TALLAHASSEE, Florida — In the wake of the deadly shooting in Parkland, Florida, state lawmakers are struggling to reach a consensus on new regulations to protecting schools.
With only five days to go in the legislative session, state senators debated into the weekend, holding a rare Saturday session that lasted eight hours.
What’s Under a Consideration
Senators debated a measure Saturday officially titled the “Marjory Stoneman Douglas High School Public Safety Act” (SB 7026).
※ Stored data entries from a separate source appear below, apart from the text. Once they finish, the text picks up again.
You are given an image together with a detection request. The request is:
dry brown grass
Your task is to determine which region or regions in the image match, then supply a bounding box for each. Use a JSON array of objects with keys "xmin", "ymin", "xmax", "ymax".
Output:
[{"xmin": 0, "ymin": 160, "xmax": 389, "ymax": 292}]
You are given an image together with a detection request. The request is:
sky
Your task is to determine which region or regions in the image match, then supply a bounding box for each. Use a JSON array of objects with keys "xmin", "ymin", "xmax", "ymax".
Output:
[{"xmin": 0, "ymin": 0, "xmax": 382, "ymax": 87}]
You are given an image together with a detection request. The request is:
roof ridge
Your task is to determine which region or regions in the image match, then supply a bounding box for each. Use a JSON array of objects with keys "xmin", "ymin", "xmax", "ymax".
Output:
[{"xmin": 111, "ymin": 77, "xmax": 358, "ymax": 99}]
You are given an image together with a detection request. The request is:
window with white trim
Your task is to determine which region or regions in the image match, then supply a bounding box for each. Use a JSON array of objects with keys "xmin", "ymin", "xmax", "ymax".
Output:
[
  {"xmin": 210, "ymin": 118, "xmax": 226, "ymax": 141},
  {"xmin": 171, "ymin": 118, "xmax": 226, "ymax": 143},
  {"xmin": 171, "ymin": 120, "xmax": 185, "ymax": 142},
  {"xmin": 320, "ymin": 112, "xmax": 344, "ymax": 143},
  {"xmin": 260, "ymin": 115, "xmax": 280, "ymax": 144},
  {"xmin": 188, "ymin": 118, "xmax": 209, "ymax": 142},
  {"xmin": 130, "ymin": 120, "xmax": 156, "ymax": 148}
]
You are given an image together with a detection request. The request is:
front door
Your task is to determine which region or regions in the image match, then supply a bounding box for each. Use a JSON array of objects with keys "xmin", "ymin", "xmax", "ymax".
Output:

It would:
|· raise the age to purchase a firearm from 18 to 21,|
|· require a three-day waiting period for gun purchases, with some exceptions,|
|· provide additional funding for armed school resource officers and for mental health services.|
|· give law enforcement more power to seize weapons and ammunition from those deemed mentally unfit or otherwise a threat,|
|· ban the sale or possession of bump fire stocks, which can make it easier for a semi-automatic weapon to function like an automatic rifle,|
A controversial provision to arm teachers has become a key sticking point for Florida lawmakers.
A provision that requires school marshals to undergo at least 12 hours of diversity training — an attempt to allay the concerns put forward by several members of the black caucus — was one of just two Democratic amendments that were approved.
Acknowledging the difficulty of coming to an agreement, the bill’s sponsor, Republican state Sen. Bill Galvano, stressed that the measure was meant to be the first in a series of steps to ensure that another mass shooting is avoided.
The bill included a proposed “marshal program” that would allow teachers or other school staff to be armed as deputized sheriff’s marshals, after undergoing 144 hours of training and meeting other criteria.
Discussion of the proposed program dominated the eight-hour session Saturday, as several people wearing T-shirts saying “Moms Demand Action for Gun Control” looked on.
Many students, teachers, and parents have expressed opposition to the program, as has Gov. Rick Scott.
The program would be voluntary, implemented only on the recommendation of the county sheriff and the school district. No school personnel would be required to take part.
Senators spent an hour and 15 minutes debating an amendment offered by Sen. Oscar Braynon II, the leader of the Democratic caucus, that would have stripped the marshals’ program from the bill.
“This is too divisive. I agree to work on it. I agree. I’m there. I’m agreeing to work on it, but let’s not do this to the body right now,” said Braynon, who represents parts of Broward and Miami-Dade counties, arguing that including such a program in the legislation would “tear us apart as a body.”
The chair of the Senate’s black caucus, Sen. Perry Thurston, agreed.